Nah. Learning disabled people don’t make headlines. It takes the likes of a Panorama documentary to generate headline news (and then, as we now know, the flames are fuelled by a wedgy of bargain firelighters, fizzling out before you can say ‘Jack squit’).
The label ‘learning disability’ too often strips away any consideration of being human for those who have no experience of being or living with a dude like LB. Including those who work in health and social care with dudes and their families. To below pet status.
A second ‘story’, this week, of three young children found dead in Malden has generated the usual shite coverage attached to these sorts of ‘happenings’ (we know nothing of what happened or why). This coverage again reveals the prejudice and entrenched beliefs of some journalists and editors. Barbara Ellen’s piece today is an example; littered with ‘plight’, ‘suffering’, ‘lone parent’, ‘the disabled’, ‘exhaustion’ and sweeping anecdotal statements. She ends with a call for others to do the anger and shouting on behalf of these “exhausted families”.
‘Whatcha moaning about, Moaning Minny?’, some of you may be muttering. ‘She’s saying there ain’t enough resources for families…’

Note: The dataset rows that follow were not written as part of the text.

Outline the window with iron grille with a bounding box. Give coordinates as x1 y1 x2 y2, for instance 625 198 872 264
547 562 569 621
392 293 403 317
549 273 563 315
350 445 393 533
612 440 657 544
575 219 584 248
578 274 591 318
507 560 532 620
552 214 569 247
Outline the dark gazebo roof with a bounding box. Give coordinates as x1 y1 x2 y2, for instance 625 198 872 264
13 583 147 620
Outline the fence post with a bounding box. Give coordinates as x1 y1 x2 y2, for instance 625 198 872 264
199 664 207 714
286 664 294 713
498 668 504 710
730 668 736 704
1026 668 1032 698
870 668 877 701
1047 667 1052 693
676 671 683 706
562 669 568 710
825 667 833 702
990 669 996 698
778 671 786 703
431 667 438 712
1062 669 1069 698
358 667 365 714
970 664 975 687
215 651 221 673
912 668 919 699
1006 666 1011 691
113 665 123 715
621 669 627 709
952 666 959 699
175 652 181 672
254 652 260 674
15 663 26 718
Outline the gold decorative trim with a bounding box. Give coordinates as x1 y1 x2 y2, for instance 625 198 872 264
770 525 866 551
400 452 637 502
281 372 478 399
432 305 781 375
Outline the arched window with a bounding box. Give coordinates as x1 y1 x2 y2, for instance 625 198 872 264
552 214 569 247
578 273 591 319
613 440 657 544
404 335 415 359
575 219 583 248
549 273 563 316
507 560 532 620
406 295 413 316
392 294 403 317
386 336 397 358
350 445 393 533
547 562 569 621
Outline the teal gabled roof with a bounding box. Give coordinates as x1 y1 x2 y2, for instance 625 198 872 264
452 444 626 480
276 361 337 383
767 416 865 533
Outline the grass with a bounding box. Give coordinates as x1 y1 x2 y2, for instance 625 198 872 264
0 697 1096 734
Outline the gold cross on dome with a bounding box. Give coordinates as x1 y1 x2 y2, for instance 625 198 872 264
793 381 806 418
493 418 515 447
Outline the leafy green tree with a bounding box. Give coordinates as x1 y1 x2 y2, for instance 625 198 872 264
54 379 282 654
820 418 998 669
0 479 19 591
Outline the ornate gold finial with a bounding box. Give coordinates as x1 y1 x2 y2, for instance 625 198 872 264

Nope. There ain’t. But couching this story in this way (abject misery, suffering and disempowerment) feeds and sustains a view that having a disabled child is shite. And, by default, the killing of the child/ren is a ‘different sort of killing’ because the ‘disabled child/ren’ (who is/are pushing these families to extremes) ain’t fully human. It’s simplistic, patronising, and completely ignorant.
I’m off to chat with Pat this week as she’s contributing to #107days. Another older parent, Shirley, left this comment here yesterday. Both women are in their 80’s and have dudes whose life experiences have been consistently challenging because of appalling (or non) provision of services. I don’t know if either would describe their experiences as “less of anger and more of terror”. And I wouldn’t want to make such a pronouncement in a national newspaper, based on anecdotes from my partner’s work.
I’d guess, from our experience and families we know, it would be more around despair, rage and bafflement that loved dudes (and others) are judged to be less than human. And treated as such. With no recognition or understanding of who they are, as people. And, as an outcome, a complete lack of appropriate support to help them lead fulfilling lives.
Stuffing these experiences into either ‘not worthy of news coverage’ or, in the rare incidents of parents (allegedly) killing their dudes, rushing for the ‘long suffering parent’ (and, by default, denying the children their humanity) angle, is shoddy, careless and ultimately dangerous.